When the time came for me to come to South Africa, Bruce wrote a letter for me to be transferred to ZEBS here in South Africa. I saw my life changing. In the community where I stay right now, when I arrived, I saw that many of the youth were engaged in smoking, drugs, drinking and doing the wrong things. While studying at ZEBS I decided to join a church where I could teach young people the book of Mark from beginning to end. Before the main service on Sundays, I met with them. At the end of the study, I gave each of them a certificate to encourage them.I’ve seen them changing the way they do things. Though there are some who are not following the Word, I can see some, where there is a complete change and God has done a good work in them.

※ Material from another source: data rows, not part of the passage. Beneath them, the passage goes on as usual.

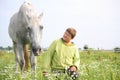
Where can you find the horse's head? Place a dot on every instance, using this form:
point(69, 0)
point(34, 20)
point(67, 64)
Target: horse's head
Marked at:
point(34, 29)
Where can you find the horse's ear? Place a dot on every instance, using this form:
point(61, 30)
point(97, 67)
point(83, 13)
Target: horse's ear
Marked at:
point(40, 15)
point(27, 15)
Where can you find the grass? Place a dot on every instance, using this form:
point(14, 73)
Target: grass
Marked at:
point(98, 65)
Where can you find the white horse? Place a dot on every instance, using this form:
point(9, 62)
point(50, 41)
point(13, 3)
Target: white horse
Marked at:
point(25, 28)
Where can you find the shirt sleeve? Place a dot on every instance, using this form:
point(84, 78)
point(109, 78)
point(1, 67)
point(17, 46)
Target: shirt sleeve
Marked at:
point(76, 60)
point(48, 57)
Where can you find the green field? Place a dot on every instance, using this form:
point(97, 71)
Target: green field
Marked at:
point(98, 65)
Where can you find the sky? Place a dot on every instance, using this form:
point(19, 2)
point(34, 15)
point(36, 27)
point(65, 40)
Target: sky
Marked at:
point(97, 21)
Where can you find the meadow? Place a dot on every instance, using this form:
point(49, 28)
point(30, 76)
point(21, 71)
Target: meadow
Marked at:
point(98, 65)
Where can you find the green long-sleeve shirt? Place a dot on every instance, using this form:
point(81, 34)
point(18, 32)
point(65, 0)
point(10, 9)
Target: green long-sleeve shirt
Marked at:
point(61, 55)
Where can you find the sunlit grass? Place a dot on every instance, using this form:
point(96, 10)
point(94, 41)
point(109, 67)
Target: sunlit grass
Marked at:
point(98, 65)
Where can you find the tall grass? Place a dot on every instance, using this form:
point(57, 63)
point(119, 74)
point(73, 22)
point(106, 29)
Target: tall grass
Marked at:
point(98, 65)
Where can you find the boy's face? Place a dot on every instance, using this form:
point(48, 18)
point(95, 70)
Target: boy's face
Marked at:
point(67, 37)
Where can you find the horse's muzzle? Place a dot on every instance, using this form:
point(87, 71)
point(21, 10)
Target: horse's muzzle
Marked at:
point(36, 51)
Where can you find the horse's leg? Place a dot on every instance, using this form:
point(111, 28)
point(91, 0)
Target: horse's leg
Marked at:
point(16, 58)
point(26, 57)
point(33, 63)
point(20, 55)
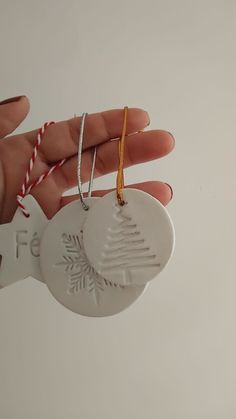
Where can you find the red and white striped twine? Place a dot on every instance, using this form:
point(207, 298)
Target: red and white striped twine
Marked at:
point(26, 187)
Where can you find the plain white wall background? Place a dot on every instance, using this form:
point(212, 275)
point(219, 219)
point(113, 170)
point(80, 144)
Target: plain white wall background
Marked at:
point(172, 355)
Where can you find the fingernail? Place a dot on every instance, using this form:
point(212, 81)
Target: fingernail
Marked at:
point(170, 190)
point(11, 99)
point(171, 135)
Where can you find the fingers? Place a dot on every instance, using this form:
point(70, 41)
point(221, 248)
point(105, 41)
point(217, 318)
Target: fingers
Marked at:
point(159, 190)
point(12, 112)
point(61, 139)
point(139, 148)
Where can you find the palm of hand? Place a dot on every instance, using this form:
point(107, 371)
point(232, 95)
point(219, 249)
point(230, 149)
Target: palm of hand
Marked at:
point(60, 141)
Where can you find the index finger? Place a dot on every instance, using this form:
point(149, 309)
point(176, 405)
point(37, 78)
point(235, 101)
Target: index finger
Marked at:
point(61, 139)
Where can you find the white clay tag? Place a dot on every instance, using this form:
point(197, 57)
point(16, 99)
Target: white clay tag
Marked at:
point(20, 243)
point(68, 273)
point(130, 244)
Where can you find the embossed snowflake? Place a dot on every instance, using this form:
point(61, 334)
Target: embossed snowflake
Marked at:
point(81, 275)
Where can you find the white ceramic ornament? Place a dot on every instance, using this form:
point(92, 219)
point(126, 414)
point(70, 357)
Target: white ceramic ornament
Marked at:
point(20, 242)
point(68, 273)
point(129, 244)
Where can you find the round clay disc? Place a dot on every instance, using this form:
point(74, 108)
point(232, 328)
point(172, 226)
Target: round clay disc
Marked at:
point(68, 273)
point(129, 244)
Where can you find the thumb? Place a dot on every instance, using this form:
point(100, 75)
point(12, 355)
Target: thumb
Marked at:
point(12, 112)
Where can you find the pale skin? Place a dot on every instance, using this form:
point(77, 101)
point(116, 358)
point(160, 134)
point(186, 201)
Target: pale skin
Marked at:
point(61, 141)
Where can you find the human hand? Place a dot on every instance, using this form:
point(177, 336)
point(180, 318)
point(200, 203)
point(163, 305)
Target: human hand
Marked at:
point(61, 141)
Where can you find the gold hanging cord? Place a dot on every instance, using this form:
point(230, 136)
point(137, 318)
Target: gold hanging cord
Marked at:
point(120, 173)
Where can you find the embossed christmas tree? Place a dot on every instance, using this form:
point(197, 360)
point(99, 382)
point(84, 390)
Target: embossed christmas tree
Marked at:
point(125, 249)
point(81, 275)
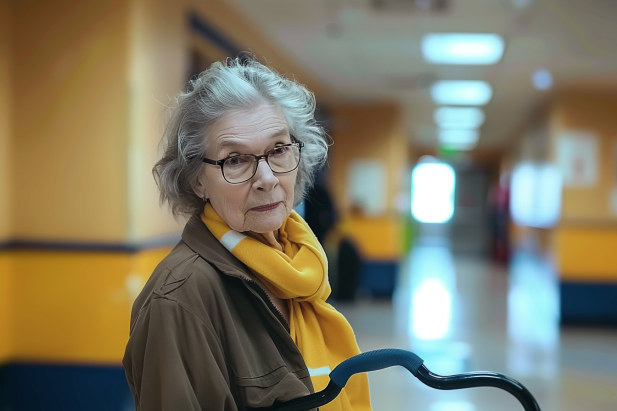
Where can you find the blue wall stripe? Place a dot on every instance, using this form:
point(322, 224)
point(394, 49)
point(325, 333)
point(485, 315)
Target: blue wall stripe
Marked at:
point(166, 242)
point(34, 387)
point(588, 303)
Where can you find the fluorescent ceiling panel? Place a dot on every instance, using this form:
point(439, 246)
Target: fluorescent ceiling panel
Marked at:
point(460, 147)
point(453, 136)
point(462, 48)
point(461, 92)
point(459, 117)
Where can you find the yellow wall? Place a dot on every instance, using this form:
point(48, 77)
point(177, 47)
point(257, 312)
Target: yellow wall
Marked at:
point(5, 116)
point(83, 87)
point(595, 112)
point(6, 307)
point(586, 239)
point(370, 132)
point(70, 120)
point(75, 306)
point(586, 253)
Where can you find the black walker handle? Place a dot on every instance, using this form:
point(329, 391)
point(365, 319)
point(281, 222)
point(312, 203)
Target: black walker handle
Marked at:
point(380, 359)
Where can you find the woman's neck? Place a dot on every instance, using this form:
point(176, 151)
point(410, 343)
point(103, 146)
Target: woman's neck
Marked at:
point(270, 238)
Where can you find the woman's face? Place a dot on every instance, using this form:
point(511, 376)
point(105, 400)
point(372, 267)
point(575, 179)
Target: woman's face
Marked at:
point(250, 131)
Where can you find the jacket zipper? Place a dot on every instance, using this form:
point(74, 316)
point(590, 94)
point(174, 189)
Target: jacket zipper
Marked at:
point(271, 304)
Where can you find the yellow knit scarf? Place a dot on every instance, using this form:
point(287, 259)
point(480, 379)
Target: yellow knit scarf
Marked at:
point(299, 274)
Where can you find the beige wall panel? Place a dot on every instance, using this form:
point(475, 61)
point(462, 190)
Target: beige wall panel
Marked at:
point(367, 132)
point(594, 112)
point(5, 119)
point(70, 120)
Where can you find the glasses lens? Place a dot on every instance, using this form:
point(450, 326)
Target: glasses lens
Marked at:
point(239, 168)
point(284, 159)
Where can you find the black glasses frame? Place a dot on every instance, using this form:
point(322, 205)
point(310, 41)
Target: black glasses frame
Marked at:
point(221, 163)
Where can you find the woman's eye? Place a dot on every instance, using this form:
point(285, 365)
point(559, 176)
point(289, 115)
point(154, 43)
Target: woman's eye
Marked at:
point(234, 161)
point(279, 150)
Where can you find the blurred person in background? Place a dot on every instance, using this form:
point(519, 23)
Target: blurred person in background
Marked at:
point(236, 315)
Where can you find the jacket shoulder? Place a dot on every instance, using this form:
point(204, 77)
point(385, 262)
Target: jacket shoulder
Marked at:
point(184, 277)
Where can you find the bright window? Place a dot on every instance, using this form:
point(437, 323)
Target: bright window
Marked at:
point(432, 188)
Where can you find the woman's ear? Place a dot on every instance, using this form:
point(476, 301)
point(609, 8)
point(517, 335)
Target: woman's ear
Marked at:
point(199, 188)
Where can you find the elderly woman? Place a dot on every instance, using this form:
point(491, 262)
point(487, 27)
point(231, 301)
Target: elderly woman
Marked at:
point(235, 317)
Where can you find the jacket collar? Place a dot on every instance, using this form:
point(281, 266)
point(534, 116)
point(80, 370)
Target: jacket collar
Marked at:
point(197, 236)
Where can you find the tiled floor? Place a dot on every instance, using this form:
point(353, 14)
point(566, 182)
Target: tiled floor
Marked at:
point(464, 314)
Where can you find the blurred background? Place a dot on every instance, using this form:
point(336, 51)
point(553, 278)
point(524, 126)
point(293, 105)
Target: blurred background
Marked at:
point(468, 208)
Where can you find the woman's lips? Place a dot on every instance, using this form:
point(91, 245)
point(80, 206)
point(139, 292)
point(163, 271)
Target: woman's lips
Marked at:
point(267, 207)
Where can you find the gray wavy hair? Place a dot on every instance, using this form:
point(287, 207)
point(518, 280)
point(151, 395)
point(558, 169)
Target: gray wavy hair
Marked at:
point(239, 83)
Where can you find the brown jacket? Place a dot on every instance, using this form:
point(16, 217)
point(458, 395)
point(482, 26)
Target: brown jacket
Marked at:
point(205, 336)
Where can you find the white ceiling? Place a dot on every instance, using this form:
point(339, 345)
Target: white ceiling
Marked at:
point(366, 54)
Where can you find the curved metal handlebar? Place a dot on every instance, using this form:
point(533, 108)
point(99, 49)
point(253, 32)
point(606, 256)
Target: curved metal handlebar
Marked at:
point(380, 359)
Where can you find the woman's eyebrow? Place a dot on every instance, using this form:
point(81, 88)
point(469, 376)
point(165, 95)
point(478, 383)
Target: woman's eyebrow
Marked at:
point(234, 141)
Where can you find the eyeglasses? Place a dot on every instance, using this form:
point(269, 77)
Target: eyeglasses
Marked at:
point(239, 168)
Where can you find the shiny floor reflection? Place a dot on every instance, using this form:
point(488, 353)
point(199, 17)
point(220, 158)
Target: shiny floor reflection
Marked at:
point(461, 313)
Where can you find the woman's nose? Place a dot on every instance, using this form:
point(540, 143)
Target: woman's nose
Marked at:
point(265, 179)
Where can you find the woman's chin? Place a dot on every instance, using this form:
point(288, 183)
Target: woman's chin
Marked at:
point(267, 223)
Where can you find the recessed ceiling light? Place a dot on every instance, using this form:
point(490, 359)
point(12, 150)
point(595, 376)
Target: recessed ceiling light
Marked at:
point(542, 79)
point(454, 136)
point(459, 146)
point(462, 48)
point(461, 92)
point(459, 117)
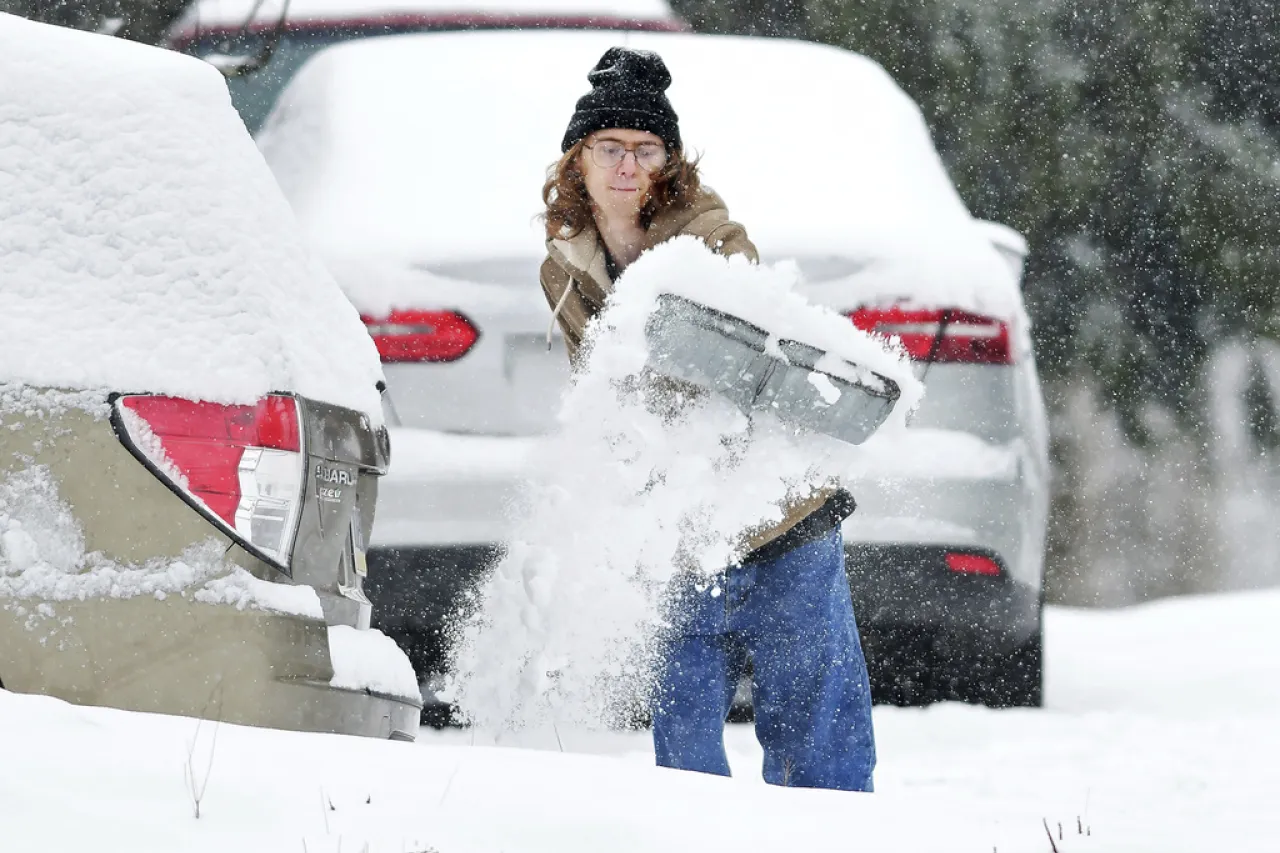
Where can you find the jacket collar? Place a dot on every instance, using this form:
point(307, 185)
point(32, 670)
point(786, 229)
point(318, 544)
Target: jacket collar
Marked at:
point(583, 255)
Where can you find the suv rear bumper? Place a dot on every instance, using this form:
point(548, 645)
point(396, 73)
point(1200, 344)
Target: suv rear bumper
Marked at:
point(910, 585)
point(896, 588)
point(188, 658)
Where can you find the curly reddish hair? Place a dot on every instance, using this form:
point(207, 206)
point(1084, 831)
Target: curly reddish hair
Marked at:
point(568, 206)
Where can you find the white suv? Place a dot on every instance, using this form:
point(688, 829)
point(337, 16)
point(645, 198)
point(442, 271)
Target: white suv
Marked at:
point(416, 163)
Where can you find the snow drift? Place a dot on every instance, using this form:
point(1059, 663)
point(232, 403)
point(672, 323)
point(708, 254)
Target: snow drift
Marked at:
point(626, 493)
point(144, 242)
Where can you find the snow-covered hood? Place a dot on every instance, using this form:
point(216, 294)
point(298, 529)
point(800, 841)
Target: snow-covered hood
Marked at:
point(144, 243)
point(846, 168)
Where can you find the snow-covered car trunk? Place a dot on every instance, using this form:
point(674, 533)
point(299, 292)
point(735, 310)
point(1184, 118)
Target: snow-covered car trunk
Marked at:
point(400, 204)
point(191, 422)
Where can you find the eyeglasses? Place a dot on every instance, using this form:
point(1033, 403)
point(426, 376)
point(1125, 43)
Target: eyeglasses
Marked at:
point(608, 154)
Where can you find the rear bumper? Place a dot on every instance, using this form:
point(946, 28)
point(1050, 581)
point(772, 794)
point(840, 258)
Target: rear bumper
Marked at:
point(419, 591)
point(912, 587)
point(444, 489)
point(181, 657)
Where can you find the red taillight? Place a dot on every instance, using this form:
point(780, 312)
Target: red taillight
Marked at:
point(242, 464)
point(968, 338)
point(972, 564)
point(421, 336)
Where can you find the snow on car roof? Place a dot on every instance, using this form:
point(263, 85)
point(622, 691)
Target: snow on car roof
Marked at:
point(432, 147)
point(220, 13)
point(144, 243)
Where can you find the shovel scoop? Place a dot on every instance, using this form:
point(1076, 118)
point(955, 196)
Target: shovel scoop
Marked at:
point(758, 372)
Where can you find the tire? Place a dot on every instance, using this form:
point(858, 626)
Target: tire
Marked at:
point(1014, 679)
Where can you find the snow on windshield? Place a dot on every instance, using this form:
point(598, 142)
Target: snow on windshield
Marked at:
point(144, 243)
point(209, 13)
point(364, 142)
point(622, 496)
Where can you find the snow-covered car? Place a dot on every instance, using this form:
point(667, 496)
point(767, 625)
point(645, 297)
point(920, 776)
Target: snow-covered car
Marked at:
point(433, 236)
point(240, 33)
point(192, 429)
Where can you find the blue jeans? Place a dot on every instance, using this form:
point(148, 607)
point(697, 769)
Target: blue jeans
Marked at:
point(794, 620)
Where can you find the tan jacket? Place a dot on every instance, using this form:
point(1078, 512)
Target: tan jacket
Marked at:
point(576, 283)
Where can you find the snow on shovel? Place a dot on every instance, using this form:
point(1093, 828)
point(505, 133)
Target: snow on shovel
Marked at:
point(799, 383)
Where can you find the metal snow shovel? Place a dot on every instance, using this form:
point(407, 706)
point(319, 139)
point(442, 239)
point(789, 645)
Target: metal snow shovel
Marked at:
point(727, 355)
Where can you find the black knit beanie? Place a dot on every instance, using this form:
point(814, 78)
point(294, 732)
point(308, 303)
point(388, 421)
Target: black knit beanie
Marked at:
point(627, 91)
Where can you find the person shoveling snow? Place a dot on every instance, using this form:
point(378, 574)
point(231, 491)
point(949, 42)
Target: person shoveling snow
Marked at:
point(676, 534)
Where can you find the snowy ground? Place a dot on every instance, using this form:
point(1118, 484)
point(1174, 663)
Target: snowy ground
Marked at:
point(1160, 734)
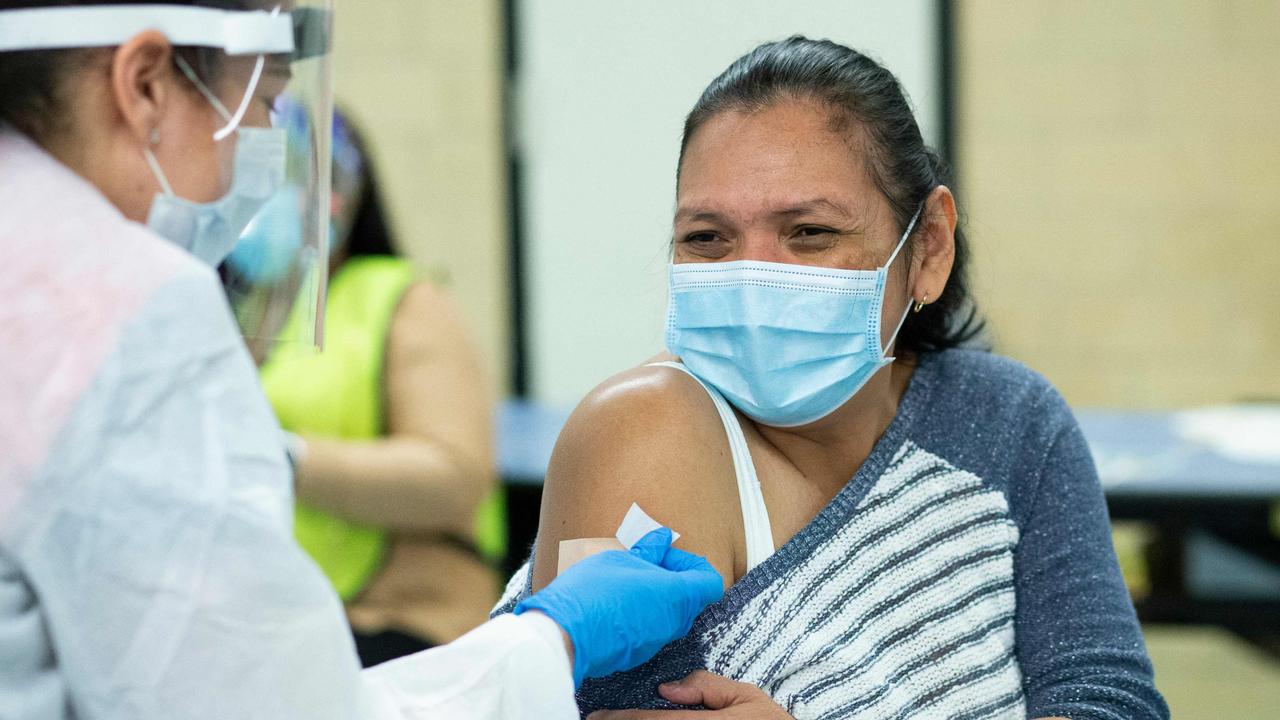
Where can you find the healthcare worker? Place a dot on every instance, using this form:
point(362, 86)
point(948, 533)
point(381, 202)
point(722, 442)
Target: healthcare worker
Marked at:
point(146, 560)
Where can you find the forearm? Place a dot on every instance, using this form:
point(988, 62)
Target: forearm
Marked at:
point(396, 483)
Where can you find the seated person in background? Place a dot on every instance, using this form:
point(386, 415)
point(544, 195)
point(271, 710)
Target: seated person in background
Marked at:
point(905, 528)
point(392, 429)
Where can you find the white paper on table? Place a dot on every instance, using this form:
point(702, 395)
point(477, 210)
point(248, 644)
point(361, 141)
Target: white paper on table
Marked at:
point(1243, 433)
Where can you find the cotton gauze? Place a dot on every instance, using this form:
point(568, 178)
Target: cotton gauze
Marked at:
point(635, 525)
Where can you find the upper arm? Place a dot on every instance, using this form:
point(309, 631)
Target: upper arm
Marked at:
point(649, 436)
point(1078, 638)
point(435, 386)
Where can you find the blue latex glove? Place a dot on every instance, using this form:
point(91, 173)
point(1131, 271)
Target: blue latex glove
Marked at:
point(620, 609)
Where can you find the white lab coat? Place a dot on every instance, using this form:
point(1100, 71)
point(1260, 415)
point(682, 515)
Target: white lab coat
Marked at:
point(147, 566)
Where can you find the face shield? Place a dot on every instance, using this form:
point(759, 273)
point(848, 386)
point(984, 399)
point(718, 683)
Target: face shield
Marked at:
point(277, 282)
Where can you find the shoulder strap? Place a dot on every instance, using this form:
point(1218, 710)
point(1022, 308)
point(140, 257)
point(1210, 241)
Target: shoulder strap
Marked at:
point(755, 515)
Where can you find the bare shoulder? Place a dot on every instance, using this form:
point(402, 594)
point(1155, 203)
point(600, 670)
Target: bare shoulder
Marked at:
point(649, 436)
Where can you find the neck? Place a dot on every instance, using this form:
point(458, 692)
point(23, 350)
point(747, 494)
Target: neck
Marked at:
point(830, 451)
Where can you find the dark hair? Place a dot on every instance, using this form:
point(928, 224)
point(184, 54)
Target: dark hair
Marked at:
point(899, 163)
point(369, 232)
point(32, 82)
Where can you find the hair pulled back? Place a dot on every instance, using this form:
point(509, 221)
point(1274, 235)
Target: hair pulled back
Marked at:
point(859, 90)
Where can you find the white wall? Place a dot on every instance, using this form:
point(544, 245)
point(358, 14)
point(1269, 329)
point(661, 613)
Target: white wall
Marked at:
point(600, 98)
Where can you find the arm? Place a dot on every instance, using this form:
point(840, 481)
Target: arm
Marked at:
point(1078, 641)
point(434, 466)
point(608, 613)
point(648, 436)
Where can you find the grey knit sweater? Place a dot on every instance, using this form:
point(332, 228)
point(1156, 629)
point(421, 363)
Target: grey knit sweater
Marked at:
point(965, 570)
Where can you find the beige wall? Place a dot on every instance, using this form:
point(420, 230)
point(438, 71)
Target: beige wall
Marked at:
point(424, 80)
point(1120, 169)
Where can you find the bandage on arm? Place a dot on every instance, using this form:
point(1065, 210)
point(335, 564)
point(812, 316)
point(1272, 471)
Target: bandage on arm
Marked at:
point(635, 525)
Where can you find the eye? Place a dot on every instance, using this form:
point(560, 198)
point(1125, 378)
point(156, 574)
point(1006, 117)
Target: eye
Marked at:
point(813, 231)
point(705, 244)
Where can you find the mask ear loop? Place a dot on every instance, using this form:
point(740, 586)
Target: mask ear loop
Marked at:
point(232, 119)
point(891, 258)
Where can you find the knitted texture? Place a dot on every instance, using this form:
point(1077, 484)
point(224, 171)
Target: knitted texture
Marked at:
point(964, 572)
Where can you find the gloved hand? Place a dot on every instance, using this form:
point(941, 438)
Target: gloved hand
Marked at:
point(620, 609)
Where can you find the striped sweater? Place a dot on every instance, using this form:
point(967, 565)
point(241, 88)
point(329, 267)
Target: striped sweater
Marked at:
point(964, 572)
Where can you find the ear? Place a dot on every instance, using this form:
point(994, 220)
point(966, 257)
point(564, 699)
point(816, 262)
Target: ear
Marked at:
point(142, 82)
point(937, 250)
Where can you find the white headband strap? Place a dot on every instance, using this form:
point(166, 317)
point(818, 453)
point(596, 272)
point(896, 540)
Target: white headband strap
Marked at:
point(236, 32)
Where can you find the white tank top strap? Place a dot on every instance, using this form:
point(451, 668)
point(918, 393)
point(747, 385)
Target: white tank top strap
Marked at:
point(755, 515)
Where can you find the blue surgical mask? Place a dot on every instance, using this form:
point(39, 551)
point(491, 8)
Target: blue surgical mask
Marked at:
point(209, 229)
point(785, 343)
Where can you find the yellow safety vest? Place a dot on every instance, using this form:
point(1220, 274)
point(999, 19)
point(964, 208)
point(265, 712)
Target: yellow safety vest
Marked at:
point(338, 393)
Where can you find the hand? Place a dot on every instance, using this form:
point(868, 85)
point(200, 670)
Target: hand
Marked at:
point(723, 697)
point(620, 609)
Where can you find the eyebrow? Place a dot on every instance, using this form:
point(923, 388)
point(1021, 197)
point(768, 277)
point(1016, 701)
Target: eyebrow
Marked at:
point(818, 204)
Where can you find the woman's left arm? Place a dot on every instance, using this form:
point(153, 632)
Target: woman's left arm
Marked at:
point(434, 466)
point(1078, 638)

Even in my family there is change. Most of my family members are now Christians. Some have also attended ZEBS. My church gives me the opportunity to preach, even on Good Fridays. I don’t think I would be able to stand in front of such a large crowd without training from ZEBS. So ZEBS and ZBC have helped me in church, community, and even family.
G: How have you seen an impact on people in your church?
SS: Since I have gotten training from ZEBS, I have shared with them what the Bible says about some of the doctrines of the church. I’m seeing some people now going away from the worship of ancestors and wanting to worship God alone. The biggest problem we have here is the worship of ancestors.
C: Are you a pastor in your church?
SS: I am preaching in the church.I am an “umshmayeli,” because the church government is that we have an Arch Bishop, and I am a preacher under his leadership.
C: You came to South Africa from Swaziland. Is your family still in Swaziland?
SS: My father and my mother are in Swaziland, but I got married. My wife and my son are here with me, living in Stanger.
C: You go to a Zion church in Stanger?
SS: When I first came from Swaziland I attended another Zion Church. But there came a time when there was a problem in the church and they wanted to consult the spirits because of the problem. We said this was not right. When we said that, the church leadership said to me if I would not cooperate with them in this, we could not work together. At that time I decided I should start another branch of the Zion Church that I had attended in Swaziland. So now in Stanger(South Africa), I have started another branch under the leadership of the Zion Church I was a part of in Swaziland.
G: Siyabonga, thank you for taking the time, and allowing us this interview. We look forward to sharing your story with others who will pray for you and your church.
Addendum: The Zion Evangelical Bible Schools (ZEBS) and Zion Bible Colleges (ZBC) are Bible schools started by missionaries working with ZEMA and other mission agencies (currently TEAM, SIM, and DMG) who partner with us. These schools share a core curriculum, and the leadership comes together annually for training and fellowship. The difference between ZEBS and ZBC has to do with our desire to honor an established organisation of churches in Swaziland (now eSwatini, 19 April 2018). Those schools started by the leadership based in eSwatini did not want to create confusion regarding a large denomination of churches located there. To alleviate the potential for confusion with this denomination, called “Evangelical Churches,” they moved away from the ZEBS title, which had already been established in South Africa, opting for ZBC. At this time both ZEBS and ZBC may be found in many Southern African countries.